その他の手法(人工妊娠中絶など)を利用した場合、10万~15万円、高いところでは20万円以上の費用がかかる上に、人工中絶法は子宮頚管が拡張しているため感染リスクが高く、クラミジア感染していると、中絶手術によって"骨盤腹膜炎"などを引き起こすリスクが高くなります。
ヤッペ法で避妊できなかった時、リスクと費用コストが高くつきます。

確実な妊娠回避のためにも、ヤッペ法についてよく理解した上で服用を検討しましょう。

ヤッペ法が優先的避妊法として選ばれないのは避妊、副作用に対するリスクが多いためです。

アフターピルが服用できるのは1度だけ

ヤッぺ法による服用期間は最大で3日以内です。
しかし、ヤッペ法では24時間を超えると30%台まで避妊率が低下します。
服用期間の3日を超えるとヤッペ法による妊娠回避できる可能性は著しく低下し困難となるでしょう。

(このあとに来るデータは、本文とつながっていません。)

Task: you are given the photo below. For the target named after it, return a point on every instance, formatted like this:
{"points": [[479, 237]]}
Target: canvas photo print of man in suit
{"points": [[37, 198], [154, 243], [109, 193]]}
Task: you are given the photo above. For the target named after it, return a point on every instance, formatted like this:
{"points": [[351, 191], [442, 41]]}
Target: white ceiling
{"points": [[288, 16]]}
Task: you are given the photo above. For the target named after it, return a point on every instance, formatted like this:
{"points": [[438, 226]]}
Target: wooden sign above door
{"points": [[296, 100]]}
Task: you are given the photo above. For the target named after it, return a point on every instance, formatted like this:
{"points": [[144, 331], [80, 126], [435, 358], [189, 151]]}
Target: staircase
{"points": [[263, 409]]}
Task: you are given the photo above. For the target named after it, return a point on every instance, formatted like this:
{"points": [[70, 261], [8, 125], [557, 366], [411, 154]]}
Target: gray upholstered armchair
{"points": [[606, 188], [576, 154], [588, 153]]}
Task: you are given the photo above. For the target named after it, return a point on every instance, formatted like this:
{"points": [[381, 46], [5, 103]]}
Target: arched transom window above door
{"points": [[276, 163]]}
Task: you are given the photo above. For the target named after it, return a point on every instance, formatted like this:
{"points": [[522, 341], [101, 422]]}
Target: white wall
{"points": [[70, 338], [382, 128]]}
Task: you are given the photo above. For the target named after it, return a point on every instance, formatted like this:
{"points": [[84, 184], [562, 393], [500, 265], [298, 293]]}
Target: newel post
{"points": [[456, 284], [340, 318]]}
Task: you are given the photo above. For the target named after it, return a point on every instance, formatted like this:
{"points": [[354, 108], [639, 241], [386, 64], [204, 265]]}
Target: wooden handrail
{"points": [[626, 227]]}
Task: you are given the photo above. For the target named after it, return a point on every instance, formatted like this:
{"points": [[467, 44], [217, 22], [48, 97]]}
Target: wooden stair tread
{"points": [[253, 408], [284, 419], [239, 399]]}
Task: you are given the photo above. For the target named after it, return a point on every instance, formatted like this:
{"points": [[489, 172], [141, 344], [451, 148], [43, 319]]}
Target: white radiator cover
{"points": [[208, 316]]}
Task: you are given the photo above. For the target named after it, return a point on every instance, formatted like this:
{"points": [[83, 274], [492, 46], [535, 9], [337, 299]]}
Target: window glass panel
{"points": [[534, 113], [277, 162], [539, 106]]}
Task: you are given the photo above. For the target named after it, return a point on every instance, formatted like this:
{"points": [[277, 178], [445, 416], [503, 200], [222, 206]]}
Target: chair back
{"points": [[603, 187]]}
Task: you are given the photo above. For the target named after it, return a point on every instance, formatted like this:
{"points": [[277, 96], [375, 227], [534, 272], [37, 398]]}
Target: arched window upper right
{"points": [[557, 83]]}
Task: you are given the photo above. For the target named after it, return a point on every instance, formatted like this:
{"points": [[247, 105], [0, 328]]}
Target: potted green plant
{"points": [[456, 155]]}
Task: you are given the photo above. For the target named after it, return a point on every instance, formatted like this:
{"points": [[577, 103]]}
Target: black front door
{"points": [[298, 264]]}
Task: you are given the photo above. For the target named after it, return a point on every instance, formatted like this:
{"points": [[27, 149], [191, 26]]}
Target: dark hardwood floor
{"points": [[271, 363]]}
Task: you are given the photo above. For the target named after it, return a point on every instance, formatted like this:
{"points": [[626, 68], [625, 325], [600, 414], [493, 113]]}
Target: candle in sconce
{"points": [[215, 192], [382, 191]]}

そのうえ、プラノバールの副作用である『嘔吐』の発現率は大変高いものです。
嘔吐後の時間経過が避妊失敗から3日以内であれば、再度、処方して服用すれば可能性があります。
しかし、2時間以内の嘔吐では避妊効果は得られません。
つまり、アフターピルによる避妊出来るチャンスは『1度きり』です。
ですが、やはりヤッペ法の避妊では少し不安になるのではないでしょうか?
前川クリニックでは3日以内の服用が可能であればノルレボ、3日以降5日以内の服用ならエラワンを推奨しております。
是非、確実な避妊方法をご自身でしっかりとお選びください。

服用時の注意点

嘔吐

服用後2時間以内に嘔吐してしまったら、直ちに同量のアフターピルを再服用してください。
嘔吐した際は、その旨を医師にお伝えください。すぐに処方いたします。

アルコール

アフターピル服用前後の注意点として、飲酒は控えてください。
アルコールを摂取した場合、強い副作用が現れる可能性があり、成分が余分に排出され、避妊の効果を得られなくなる可能性があります。

まとめ

  • ヤッペ法は2回の服用が必要となり、避妊率は高くても70%台である。
  • 現在主流となっているノルレボと比較すると避妊率が低い上、副作用の発症率が高い
  • 低コストで処方が受けられるため費用が気になる人にとっては処方が受けやすい

『避妊を望む人』にとってヤッペ法の避妊率の割合が低いためかなりの不安材料になるのでは?
費用が多少なり高くても、避妊率の高いノルレボの処方をすることが、リスク軽減や不安材料などの負担軽減につながります。